Before the commission, this woman, renewed in spring 2025 for a third term by Arcom, advances without apologizing for governing a house that is contested and scrutinized. She knows her calm will be interpreted differently. Some will see it as a dilatory defense, but others will see it as proof of mastery. She knows, above all, that the sequence extends beyond the parliamentary chamber: it plays out on sets, networks, in the country where distrust of the media does not diminish. The opening phrase of the session, "we could spend the evening on this," then resonates as a programmatic declaration: taking the time is a way to regain control. As early as the following week, the commission is to hear Radio France and several editorial figures; the report expected in spring 2026 will set the framework for the years to come.

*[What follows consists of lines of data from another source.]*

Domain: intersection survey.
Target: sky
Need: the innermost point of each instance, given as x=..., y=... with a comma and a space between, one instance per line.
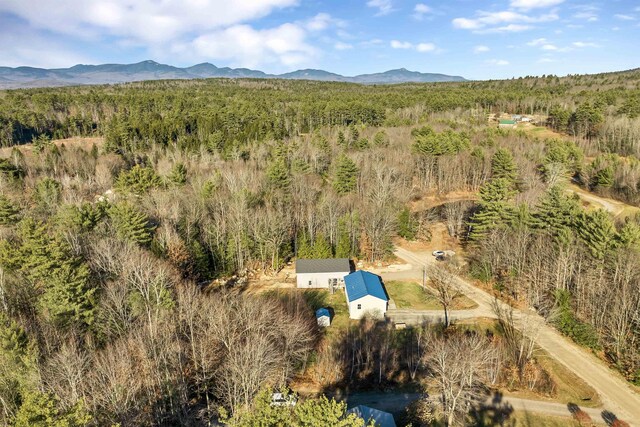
x=472, y=38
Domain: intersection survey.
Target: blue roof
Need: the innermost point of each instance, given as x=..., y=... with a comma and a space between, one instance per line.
x=362, y=283
x=381, y=418
x=322, y=312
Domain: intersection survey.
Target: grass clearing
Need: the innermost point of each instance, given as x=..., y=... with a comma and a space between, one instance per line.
x=410, y=294
x=530, y=419
x=569, y=387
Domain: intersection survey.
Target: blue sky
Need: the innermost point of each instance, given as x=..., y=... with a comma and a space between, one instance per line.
x=475, y=39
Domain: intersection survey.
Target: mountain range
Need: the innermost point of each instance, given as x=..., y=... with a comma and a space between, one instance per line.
x=29, y=77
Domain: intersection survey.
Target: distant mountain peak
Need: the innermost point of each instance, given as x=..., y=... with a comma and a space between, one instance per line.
x=83, y=74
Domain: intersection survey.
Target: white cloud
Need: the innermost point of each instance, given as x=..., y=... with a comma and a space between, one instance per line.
x=384, y=6
x=499, y=62
x=534, y=4
x=586, y=12
x=342, y=46
x=182, y=30
x=396, y=44
x=244, y=46
x=585, y=44
x=537, y=42
x=420, y=10
x=420, y=47
x=319, y=22
x=425, y=47
x=511, y=28
x=494, y=22
x=624, y=17
x=141, y=20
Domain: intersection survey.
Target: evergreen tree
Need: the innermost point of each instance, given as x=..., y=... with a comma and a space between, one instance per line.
x=131, y=224
x=503, y=166
x=381, y=139
x=346, y=175
x=556, y=212
x=138, y=180
x=304, y=248
x=60, y=277
x=494, y=210
x=597, y=231
x=322, y=247
x=178, y=174
x=628, y=236
x=9, y=213
x=279, y=174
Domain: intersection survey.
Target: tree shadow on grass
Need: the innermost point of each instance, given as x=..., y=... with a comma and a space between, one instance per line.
x=496, y=412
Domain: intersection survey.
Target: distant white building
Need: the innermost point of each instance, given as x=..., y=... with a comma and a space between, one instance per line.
x=323, y=317
x=322, y=273
x=365, y=295
x=380, y=418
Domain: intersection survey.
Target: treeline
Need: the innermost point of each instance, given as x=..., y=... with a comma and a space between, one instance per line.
x=227, y=114
x=576, y=267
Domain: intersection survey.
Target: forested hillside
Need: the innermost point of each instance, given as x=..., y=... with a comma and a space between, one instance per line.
x=111, y=242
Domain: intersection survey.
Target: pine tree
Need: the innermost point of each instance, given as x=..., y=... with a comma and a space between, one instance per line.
x=61, y=278
x=556, y=212
x=131, y=224
x=381, y=139
x=138, y=180
x=503, y=166
x=304, y=248
x=597, y=231
x=322, y=247
x=178, y=174
x=346, y=176
x=495, y=210
x=629, y=235
x=279, y=174
x=9, y=213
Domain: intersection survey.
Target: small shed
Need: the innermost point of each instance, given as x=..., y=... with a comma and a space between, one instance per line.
x=508, y=124
x=323, y=317
x=365, y=295
x=380, y=418
x=322, y=273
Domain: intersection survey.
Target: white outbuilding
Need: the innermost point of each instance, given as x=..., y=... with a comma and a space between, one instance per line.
x=322, y=273
x=323, y=317
x=365, y=295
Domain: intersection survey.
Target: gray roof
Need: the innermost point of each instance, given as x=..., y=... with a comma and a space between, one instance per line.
x=340, y=265
x=381, y=418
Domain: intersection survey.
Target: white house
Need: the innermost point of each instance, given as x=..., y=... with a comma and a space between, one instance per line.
x=365, y=295
x=322, y=273
x=323, y=317
x=380, y=418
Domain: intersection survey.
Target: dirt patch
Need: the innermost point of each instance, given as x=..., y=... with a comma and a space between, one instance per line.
x=82, y=142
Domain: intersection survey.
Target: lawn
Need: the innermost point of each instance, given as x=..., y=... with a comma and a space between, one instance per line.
x=569, y=387
x=409, y=294
x=529, y=419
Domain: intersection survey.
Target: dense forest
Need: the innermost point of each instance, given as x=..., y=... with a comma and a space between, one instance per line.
x=124, y=251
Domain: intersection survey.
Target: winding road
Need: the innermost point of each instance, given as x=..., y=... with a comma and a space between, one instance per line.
x=616, y=394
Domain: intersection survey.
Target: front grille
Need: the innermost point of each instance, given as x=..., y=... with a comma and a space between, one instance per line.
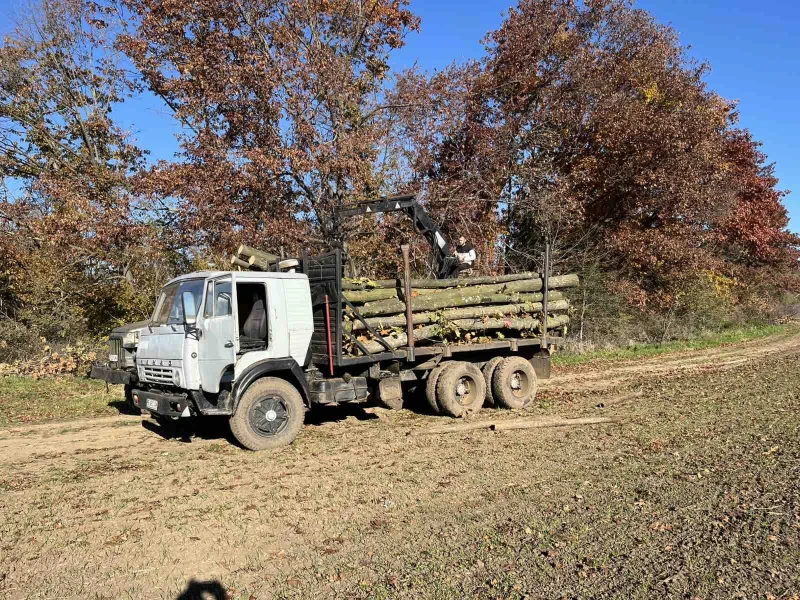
x=158, y=374
x=115, y=349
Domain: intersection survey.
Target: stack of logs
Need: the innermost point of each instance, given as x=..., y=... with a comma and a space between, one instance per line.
x=464, y=310
x=248, y=258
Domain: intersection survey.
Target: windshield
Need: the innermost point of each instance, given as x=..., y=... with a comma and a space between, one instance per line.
x=169, y=309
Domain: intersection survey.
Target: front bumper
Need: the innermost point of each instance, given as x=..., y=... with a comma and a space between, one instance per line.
x=109, y=375
x=165, y=405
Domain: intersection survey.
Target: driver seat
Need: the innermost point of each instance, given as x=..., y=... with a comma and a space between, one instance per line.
x=255, y=327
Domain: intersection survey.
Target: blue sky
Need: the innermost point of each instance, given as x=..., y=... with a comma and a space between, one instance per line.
x=753, y=49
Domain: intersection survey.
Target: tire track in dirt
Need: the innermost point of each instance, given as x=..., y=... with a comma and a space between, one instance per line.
x=609, y=375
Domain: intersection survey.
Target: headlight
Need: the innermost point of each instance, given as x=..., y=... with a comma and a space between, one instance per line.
x=131, y=339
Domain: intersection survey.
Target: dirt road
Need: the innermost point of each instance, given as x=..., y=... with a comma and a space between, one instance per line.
x=696, y=494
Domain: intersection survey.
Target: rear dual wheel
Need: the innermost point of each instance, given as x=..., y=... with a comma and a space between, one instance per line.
x=456, y=388
x=513, y=383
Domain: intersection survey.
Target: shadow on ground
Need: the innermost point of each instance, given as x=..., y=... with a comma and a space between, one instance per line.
x=203, y=590
x=124, y=408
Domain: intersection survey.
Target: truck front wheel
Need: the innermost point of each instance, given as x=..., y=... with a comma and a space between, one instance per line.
x=270, y=415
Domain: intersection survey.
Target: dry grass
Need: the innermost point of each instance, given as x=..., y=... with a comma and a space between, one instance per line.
x=695, y=495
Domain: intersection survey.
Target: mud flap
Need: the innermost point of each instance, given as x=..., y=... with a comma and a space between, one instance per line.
x=390, y=393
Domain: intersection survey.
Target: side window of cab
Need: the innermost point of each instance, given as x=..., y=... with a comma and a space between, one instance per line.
x=208, y=311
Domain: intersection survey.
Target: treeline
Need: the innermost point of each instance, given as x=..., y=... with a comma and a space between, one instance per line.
x=585, y=126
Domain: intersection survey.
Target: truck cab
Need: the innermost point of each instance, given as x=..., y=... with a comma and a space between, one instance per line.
x=213, y=334
x=210, y=327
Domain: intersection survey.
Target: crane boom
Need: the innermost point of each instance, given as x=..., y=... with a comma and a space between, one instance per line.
x=422, y=221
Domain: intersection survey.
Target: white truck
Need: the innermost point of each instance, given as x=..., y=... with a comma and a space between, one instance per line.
x=264, y=347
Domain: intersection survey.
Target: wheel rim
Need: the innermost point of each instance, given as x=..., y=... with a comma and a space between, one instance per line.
x=466, y=391
x=520, y=384
x=269, y=416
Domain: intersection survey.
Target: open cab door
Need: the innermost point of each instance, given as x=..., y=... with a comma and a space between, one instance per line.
x=218, y=343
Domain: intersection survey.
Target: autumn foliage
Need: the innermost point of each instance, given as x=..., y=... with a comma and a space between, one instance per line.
x=585, y=126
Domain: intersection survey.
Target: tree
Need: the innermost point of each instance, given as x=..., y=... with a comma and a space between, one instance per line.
x=755, y=231
x=70, y=243
x=282, y=107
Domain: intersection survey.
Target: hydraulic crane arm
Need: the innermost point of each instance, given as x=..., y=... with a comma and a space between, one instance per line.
x=423, y=223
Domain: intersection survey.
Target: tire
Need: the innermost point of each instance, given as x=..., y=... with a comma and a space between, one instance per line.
x=514, y=383
x=461, y=390
x=488, y=370
x=430, y=387
x=269, y=416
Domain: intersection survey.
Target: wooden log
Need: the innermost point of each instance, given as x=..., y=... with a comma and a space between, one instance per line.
x=560, y=281
x=468, y=312
x=449, y=299
x=465, y=281
x=259, y=263
x=260, y=256
x=510, y=424
x=427, y=332
x=512, y=287
x=238, y=262
x=368, y=284
x=363, y=296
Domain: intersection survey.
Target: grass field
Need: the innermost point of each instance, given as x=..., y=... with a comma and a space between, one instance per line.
x=25, y=400
x=713, y=340
x=695, y=493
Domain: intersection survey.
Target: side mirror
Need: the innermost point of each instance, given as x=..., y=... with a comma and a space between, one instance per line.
x=189, y=309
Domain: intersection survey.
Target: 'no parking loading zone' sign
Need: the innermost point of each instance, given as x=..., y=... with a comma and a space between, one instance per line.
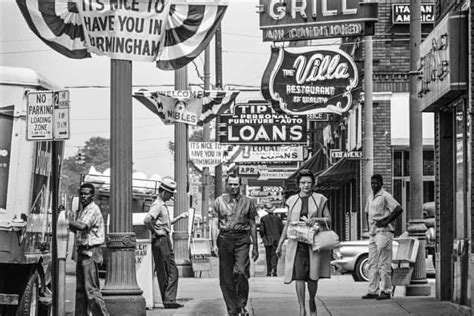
x=47, y=115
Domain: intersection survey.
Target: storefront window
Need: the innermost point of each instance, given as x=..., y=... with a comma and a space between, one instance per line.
x=406, y=163
x=397, y=164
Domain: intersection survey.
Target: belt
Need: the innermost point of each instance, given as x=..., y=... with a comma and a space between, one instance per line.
x=233, y=231
x=87, y=247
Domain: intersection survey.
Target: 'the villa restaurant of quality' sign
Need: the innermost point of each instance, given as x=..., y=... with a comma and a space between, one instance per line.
x=315, y=81
x=315, y=19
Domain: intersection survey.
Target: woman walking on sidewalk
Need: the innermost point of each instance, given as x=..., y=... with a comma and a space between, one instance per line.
x=302, y=264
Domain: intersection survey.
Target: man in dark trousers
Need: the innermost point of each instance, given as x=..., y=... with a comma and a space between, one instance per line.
x=233, y=229
x=88, y=225
x=159, y=223
x=271, y=227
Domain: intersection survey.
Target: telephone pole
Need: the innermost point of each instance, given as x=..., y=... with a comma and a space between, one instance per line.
x=416, y=226
x=206, y=138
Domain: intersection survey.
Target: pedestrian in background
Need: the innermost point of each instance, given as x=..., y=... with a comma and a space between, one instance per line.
x=159, y=223
x=302, y=264
x=382, y=209
x=271, y=227
x=233, y=229
x=89, y=228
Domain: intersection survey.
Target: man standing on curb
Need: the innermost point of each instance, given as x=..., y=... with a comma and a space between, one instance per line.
x=271, y=227
x=89, y=229
x=233, y=229
x=382, y=209
x=158, y=222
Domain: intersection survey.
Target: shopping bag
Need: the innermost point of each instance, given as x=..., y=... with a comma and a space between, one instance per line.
x=301, y=232
x=325, y=240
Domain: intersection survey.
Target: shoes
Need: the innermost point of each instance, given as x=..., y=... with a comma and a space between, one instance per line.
x=172, y=305
x=369, y=296
x=384, y=296
x=243, y=312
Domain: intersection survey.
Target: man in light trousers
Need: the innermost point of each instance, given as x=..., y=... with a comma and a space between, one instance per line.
x=382, y=210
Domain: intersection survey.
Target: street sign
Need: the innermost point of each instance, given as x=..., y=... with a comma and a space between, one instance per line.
x=39, y=116
x=61, y=114
x=47, y=115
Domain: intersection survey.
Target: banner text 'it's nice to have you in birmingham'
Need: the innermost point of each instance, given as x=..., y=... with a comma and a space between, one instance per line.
x=124, y=28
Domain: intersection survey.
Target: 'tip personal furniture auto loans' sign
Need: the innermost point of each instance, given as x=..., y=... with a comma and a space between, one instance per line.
x=310, y=82
x=316, y=19
x=258, y=123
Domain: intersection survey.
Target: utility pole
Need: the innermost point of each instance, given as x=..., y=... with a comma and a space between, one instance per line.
x=206, y=138
x=121, y=292
x=218, y=52
x=180, y=233
x=368, y=145
x=416, y=226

Inquiry commission: framework and schedule
The inquiry commission, born on November 25, 2025 by drawing rights of the UDR group led by Éric Ciotti, conducts public non-judicial hearings, as Jérémie Patrier-Leitus reminds. The rapporteur, Charles Alloncle, assumes an accusatory approach. The Court of Auditors has delivered a severe finding; France Télévisions invokes its trajectory of savings. The episode of the email allegedly sent to the Court remains unsubstantiated; the Court and the concerned party deny it. The hearings continue until spring 2026, at which time a report is expected.